Tuesday, May 17, 2011

Humility

Lately the Holy Spirit seems to be teaching me often about humility. I recall several months ago, while reading Lessons in Love by Anne, a lay apostle, her reference to the litany of humility, below.

O Jesus! meek and humble of heart, Hear me.
From the desire of being esteemed,
Deliver me, Jesus.
From the desire of being loved... Deliver me, Jesus.
From the desire of being extolled ...
From the desire of being honored ...
From the desire of being praised ...
From the desire of being preferred to others...
From the desire of being consulted ...
From the desire of being approved ...
From the fear of being humiliated ...
From the fear of being despised...
From the fear of suffering rebukes ...
From the fear of being calumniated ...
From the fear of being forgotten ...
From the fear of being ridiculed ...
From the fear of being wronged ...
From the fear of being suspected ...

That others may be loved more than I, Jesus, grant me the grace to desire it.
That others may be esteemed more than I ...
That, in the opinion of the world, others may increase and I may decrease ...
That others may be chosen and I set aside ...
That others may be praised and I unnoticed ...
That others may be preferred to me in everything...
That others may become holier than I,
provided that I may become as holy as I should…
 by Rafael Cardinal Merry del Val (1865-1930),Secretary of State for Pope Saint Pius X


At first, when I tried to pray this prayer, I found it actually unpleasant, even painful to pray. Who wants to be "delivered" from the desire of being loved? I thought. Love is what we are made for. I was confused by this.


But over the course of praying the rosary, and especially the third joyful mystery, the birth of Jesus, my divine Tutor began to show me that the Incarnation, which one could look at as Jesus' great act of humility, is the doorway for intimacy with God. All of mankind has longed to see God's face, and in Christ, we do. It is humility that makes intimacy possible.

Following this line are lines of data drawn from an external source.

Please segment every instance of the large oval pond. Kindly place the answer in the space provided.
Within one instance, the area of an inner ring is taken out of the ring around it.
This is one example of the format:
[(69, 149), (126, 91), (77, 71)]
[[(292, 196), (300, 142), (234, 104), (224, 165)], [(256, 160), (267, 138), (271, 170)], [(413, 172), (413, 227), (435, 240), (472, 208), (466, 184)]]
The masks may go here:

Long ago my Protestant pastor taught me that pride is self-protection. We are hurt, and in an effort to never be hurt again, we cover ourselves with a hard sort of shell. It works. The hurt stays farther away from our ability to feel. But it has the unintended consequence of its also blocking our ability to feel, to receive, and to give love. Pride is isolating. We are left only with calculated means of responding to others and measuring their response to us. We dam up love's movement to a trickle, and because we are made for love, we are left unsatisfied on a very deep level.

Well, in the last several weeks, I started praying the litany of humility. At first I took it up as a way of interceding for someone else whom I figured needed it more than I did! (Hardy har har.) But very quickly I realized that was not the Holy Spirit's intention. And I also realized that to pray for humility is to pray for a deeper means of receiving and giving love. It is to pray for the means to be more deeply happy and satisfied.

And this is exactly what God wants for us. 

Lately, every time I do something, or think of something I've done, that leaves me feeling vulnerable, embarrassed, foolish or weak, the Holy Spirit reminds me, "There's enough love here to cover that." The fact that God loves me, the fact that He surrounds me with love through people -- it is enough to cover where I am silly. Love is enough that nothing else matters, and it is to Love I must always go.